Heredia remains consistently more popular than her former military officer husband, though the couple’s approval ratings have slid to 28 and 25 per cent respectively, according to an Ipsos Peru poll in July.
That’s down from 38 and 33 per cent on a year earlier.
Citigroup economist Jorge Pastrana said Heredia’s election was the Humala governent’s “most important political project” in a note to clients in June, as reported by Bloomberg.
Heredia’s selection of Ana Maria Solorzano as the government’s successful candidate for Congress president and the backing of Ana Jara as cabinet chief last month saw the splintering of the ruling party of which she has been president since December.
Six lawmakers resigned in protest and formed a new coalition, leaving the ruling with one more congressman than the largest opposition bloc.
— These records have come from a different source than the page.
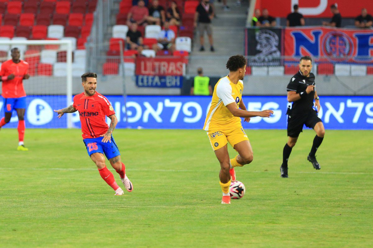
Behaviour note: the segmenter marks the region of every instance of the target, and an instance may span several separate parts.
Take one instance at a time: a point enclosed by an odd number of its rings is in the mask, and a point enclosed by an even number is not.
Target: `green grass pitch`
[[[0,247],[371,247],[373,132],[327,130],[316,171],[305,130],[286,179],[286,131],[245,131],[254,160],[236,173],[246,195],[227,205],[202,130],[115,130],[134,190],[115,196],[80,130],[26,129],[22,152],[16,130],[2,129]]]

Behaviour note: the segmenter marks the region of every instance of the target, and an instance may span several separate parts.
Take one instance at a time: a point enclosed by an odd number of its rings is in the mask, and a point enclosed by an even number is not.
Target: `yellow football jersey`
[[[226,107],[235,102],[238,108],[239,101],[242,99],[244,83],[238,80],[237,84],[232,83],[228,76],[219,80],[215,86],[210,107],[203,130],[226,130],[241,128],[241,118],[233,116]]]

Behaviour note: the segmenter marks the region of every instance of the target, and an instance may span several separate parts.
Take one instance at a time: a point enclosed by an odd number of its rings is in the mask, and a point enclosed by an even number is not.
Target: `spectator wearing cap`
[[[276,25],[276,19],[273,16],[269,15],[268,10],[264,9],[262,15],[258,18],[257,26],[259,27],[274,27]]]
[[[293,8],[294,9],[294,12],[288,15],[286,18],[286,26],[296,27],[304,26],[304,17],[303,15],[298,12],[298,5],[294,4]]]
[[[355,19],[355,25],[357,28],[370,28],[373,24],[373,18],[368,15],[367,9],[361,10],[361,14]]]
[[[338,9],[338,6],[336,3],[332,4],[330,6],[330,11],[333,14],[332,20],[330,22],[323,22],[323,25],[330,27],[341,28],[342,22],[342,17],[341,15],[341,13],[339,13],[339,10]]]

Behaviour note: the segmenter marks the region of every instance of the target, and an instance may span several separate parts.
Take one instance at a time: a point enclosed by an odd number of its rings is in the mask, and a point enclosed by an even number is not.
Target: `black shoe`
[[[288,175],[288,167],[283,167],[282,165],[280,167],[280,171],[281,171],[281,177],[289,177]]]
[[[308,157],[307,157],[307,160],[312,163],[313,168],[316,170],[320,170],[321,168],[321,167],[320,167],[320,165],[317,162],[317,161],[316,160],[316,157],[312,158],[308,155]]]

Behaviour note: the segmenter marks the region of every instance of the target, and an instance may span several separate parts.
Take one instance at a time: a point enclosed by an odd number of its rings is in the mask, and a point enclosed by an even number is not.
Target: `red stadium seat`
[[[0,37],[12,38],[14,36],[14,26],[12,25],[3,25],[0,29]]]
[[[56,4],[56,13],[59,14],[69,14],[70,13],[71,3],[69,1],[61,1],[57,2]]]
[[[184,12],[187,14],[194,14],[197,6],[200,4],[198,1],[187,1],[184,5]]]
[[[20,1],[9,2],[7,9],[9,14],[21,14],[22,12],[22,2]]]
[[[103,75],[117,74],[119,72],[119,65],[117,63],[106,62],[102,65]]]
[[[45,25],[49,26],[51,16],[50,14],[40,13],[36,16],[37,25]]]
[[[127,25],[127,15],[125,14],[121,14],[119,13],[117,15],[116,18],[117,25]]]
[[[18,37],[25,37],[29,39],[31,33],[31,27],[29,26],[19,26],[16,29],[16,36]]]
[[[34,26],[35,21],[35,15],[31,13],[21,14],[19,18],[19,25],[22,26]]]
[[[52,14],[54,11],[56,3],[43,1],[40,4],[40,12],[43,14]]]
[[[6,14],[4,16],[4,24],[16,26],[19,18],[19,15],[18,14]]]
[[[41,76],[51,76],[53,73],[53,65],[51,64],[40,63],[38,65],[38,75]]]
[[[35,25],[32,27],[32,38],[42,39],[47,38],[48,28],[44,25]]]
[[[116,51],[120,51],[120,46],[119,41],[122,41],[122,48],[124,49],[124,40],[120,38],[110,38],[109,41],[109,50],[112,50]]]
[[[83,26],[83,14],[81,13],[72,13],[69,16],[69,25],[81,27]]]
[[[68,22],[68,15],[66,14],[56,13],[53,16],[53,24],[65,26]]]

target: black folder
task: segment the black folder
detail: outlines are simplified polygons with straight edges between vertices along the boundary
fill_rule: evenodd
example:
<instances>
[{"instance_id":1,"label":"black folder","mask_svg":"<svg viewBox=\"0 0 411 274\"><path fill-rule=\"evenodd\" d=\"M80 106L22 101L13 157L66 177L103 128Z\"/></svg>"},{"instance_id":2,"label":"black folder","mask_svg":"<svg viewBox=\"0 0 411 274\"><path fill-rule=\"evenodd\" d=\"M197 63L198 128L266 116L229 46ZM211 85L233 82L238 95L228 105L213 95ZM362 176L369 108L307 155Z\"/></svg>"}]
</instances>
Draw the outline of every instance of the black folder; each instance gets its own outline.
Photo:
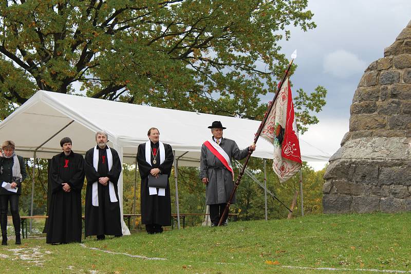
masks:
<instances>
[{"instance_id":1,"label":"black folder","mask_svg":"<svg viewBox=\"0 0 411 274\"><path fill-rule=\"evenodd\" d=\"M168 178L169 176L166 174L159 174L158 178L150 174L148 175L148 186L165 188L167 187Z\"/></svg>"}]
</instances>

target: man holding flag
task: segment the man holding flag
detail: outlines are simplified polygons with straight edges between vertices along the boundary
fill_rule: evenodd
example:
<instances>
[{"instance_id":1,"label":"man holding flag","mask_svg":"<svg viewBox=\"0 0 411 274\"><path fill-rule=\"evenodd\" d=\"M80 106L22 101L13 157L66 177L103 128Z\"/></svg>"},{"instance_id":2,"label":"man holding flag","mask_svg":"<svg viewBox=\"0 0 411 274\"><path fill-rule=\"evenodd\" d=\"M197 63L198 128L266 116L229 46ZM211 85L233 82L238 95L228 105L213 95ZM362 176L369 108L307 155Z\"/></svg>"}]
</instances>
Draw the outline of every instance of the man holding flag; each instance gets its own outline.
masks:
<instances>
[{"instance_id":1,"label":"man holding flag","mask_svg":"<svg viewBox=\"0 0 411 274\"><path fill-rule=\"evenodd\" d=\"M211 226L217 226L234 189L231 159L246 158L249 151L255 150L255 145L240 150L233 140L222 138L222 130L226 128L220 121L213 122L208 128L213 136L201 147L200 177L206 185L206 204L210 206ZM235 203L235 197L231 203ZM225 220L222 224L225 224Z\"/></svg>"}]
</instances>

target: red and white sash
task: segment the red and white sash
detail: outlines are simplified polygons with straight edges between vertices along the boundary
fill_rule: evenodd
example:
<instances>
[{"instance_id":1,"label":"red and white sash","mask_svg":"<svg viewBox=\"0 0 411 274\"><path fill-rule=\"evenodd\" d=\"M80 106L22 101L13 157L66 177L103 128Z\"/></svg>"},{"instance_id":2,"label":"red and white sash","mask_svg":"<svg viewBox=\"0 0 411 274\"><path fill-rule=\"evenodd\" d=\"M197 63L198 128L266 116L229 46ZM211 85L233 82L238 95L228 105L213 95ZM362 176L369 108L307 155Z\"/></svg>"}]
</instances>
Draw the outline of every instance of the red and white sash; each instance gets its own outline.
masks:
<instances>
[{"instance_id":1,"label":"red and white sash","mask_svg":"<svg viewBox=\"0 0 411 274\"><path fill-rule=\"evenodd\" d=\"M210 140L204 142L205 145L209 150L213 153L217 159L220 160L224 166L226 167L233 176L233 181L234 180L234 172L233 171L233 167L231 166L231 161L228 154L224 150L219 146L214 140Z\"/></svg>"}]
</instances>

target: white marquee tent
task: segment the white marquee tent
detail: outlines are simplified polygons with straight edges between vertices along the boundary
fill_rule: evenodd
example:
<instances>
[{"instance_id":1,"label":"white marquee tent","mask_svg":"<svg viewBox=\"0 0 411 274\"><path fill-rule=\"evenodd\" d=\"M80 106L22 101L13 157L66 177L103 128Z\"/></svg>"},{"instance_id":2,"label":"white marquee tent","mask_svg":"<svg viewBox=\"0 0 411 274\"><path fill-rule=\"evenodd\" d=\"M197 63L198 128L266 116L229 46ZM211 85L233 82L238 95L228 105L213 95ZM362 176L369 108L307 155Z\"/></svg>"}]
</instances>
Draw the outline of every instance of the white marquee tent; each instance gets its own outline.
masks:
<instances>
[{"instance_id":1,"label":"white marquee tent","mask_svg":"<svg viewBox=\"0 0 411 274\"><path fill-rule=\"evenodd\" d=\"M50 159L61 152L60 140L69 136L73 150L80 153L96 145L95 133L108 133L109 145L124 163L135 162L137 147L147 140L148 129L160 130L160 140L175 150L178 164L198 166L201 144L211 136L207 127L220 121L224 136L236 141L240 148L249 146L260 121L175 110L109 101L45 91L36 92L0 123L2 139L12 140L16 151L24 157ZM3 140L1 140L2 141ZM300 140L302 158L306 161L327 161L330 155ZM252 155L272 159L272 145L257 144ZM122 178L119 195L122 197ZM122 216L122 200L120 199ZM123 224L123 234L129 233Z\"/></svg>"}]
</instances>

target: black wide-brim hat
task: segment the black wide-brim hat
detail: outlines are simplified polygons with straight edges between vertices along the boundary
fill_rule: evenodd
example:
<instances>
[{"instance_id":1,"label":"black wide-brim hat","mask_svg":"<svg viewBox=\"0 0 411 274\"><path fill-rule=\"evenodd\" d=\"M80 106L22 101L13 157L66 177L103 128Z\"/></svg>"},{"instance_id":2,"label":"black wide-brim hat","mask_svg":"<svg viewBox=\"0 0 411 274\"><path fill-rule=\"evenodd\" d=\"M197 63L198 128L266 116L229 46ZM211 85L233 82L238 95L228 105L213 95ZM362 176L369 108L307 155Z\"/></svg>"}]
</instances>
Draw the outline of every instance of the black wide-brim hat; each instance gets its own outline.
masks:
<instances>
[{"instance_id":1,"label":"black wide-brim hat","mask_svg":"<svg viewBox=\"0 0 411 274\"><path fill-rule=\"evenodd\" d=\"M209 127L209 128L222 128L223 129L226 129L227 128L223 127L221 122L215 121L213 122L213 124Z\"/></svg>"}]
</instances>

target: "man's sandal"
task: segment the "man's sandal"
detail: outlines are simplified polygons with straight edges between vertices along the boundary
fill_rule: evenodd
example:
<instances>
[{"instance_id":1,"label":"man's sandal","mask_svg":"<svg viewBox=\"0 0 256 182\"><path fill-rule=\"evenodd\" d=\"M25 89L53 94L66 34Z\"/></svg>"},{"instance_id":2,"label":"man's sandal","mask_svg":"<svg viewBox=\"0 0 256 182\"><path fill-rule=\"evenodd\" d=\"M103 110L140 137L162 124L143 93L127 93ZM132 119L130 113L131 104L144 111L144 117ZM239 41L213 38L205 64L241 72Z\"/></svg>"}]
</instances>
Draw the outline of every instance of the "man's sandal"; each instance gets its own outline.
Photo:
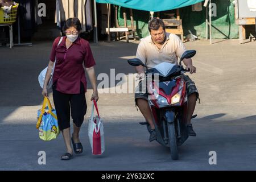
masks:
<instances>
[{"instance_id":1,"label":"man's sandal","mask_svg":"<svg viewBox=\"0 0 256 182\"><path fill-rule=\"evenodd\" d=\"M73 155L68 152L64 154L60 157L61 160L68 160L71 159L72 158L73 158Z\"/></svg>"},{"instance_id":2,"label":"man's sandal","mask_svg":"<svg viewBox=\"0 0 256 182\"><path fill-rule=\"evenodd\" d=\"M82 146L81 142L75 143L74 140L73 139L73 137L71 137L71 141L72 142L73 148L74 148L74 152L76 154L80 154L82 153ZM80 151L77 151L77 150L80 150Z\"/></svg>"}]
</instances>

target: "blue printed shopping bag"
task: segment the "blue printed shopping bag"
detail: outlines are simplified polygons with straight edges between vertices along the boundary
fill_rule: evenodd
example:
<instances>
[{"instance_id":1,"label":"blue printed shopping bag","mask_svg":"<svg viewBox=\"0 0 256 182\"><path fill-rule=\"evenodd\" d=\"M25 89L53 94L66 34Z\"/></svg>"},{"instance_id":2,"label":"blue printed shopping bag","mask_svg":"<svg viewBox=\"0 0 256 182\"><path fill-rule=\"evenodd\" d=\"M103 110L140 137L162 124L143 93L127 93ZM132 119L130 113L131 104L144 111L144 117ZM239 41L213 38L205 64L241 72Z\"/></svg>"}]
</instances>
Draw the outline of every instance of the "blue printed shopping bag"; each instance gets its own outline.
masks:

“It has debilitated its strength in Congress,” said Henry Pease, a former president of Congress who is the head of the school of government and public policy at the Pontificia Universidad Catolica del Peru in Lima.
Former first ladies
Heredia has been often vocal in government policy, breaking protocol to oust the fourth cabinet chief of Humala’s government in March. But she is not the first Peruvian president’s spouse to make headlines.
Former President Alberto Fujimori’s ex-wife Susana Higuchi vied to run against him in the 1995 election before being disqualified for faking signatures supporting her candidacy.
Elsewhere on the continent, Cristina Fernandez succeeded her husband, Nestor Kirchner as president of Argentina in 2007, and Eva Peron ran political organisations during her husband Juan Peron’s government.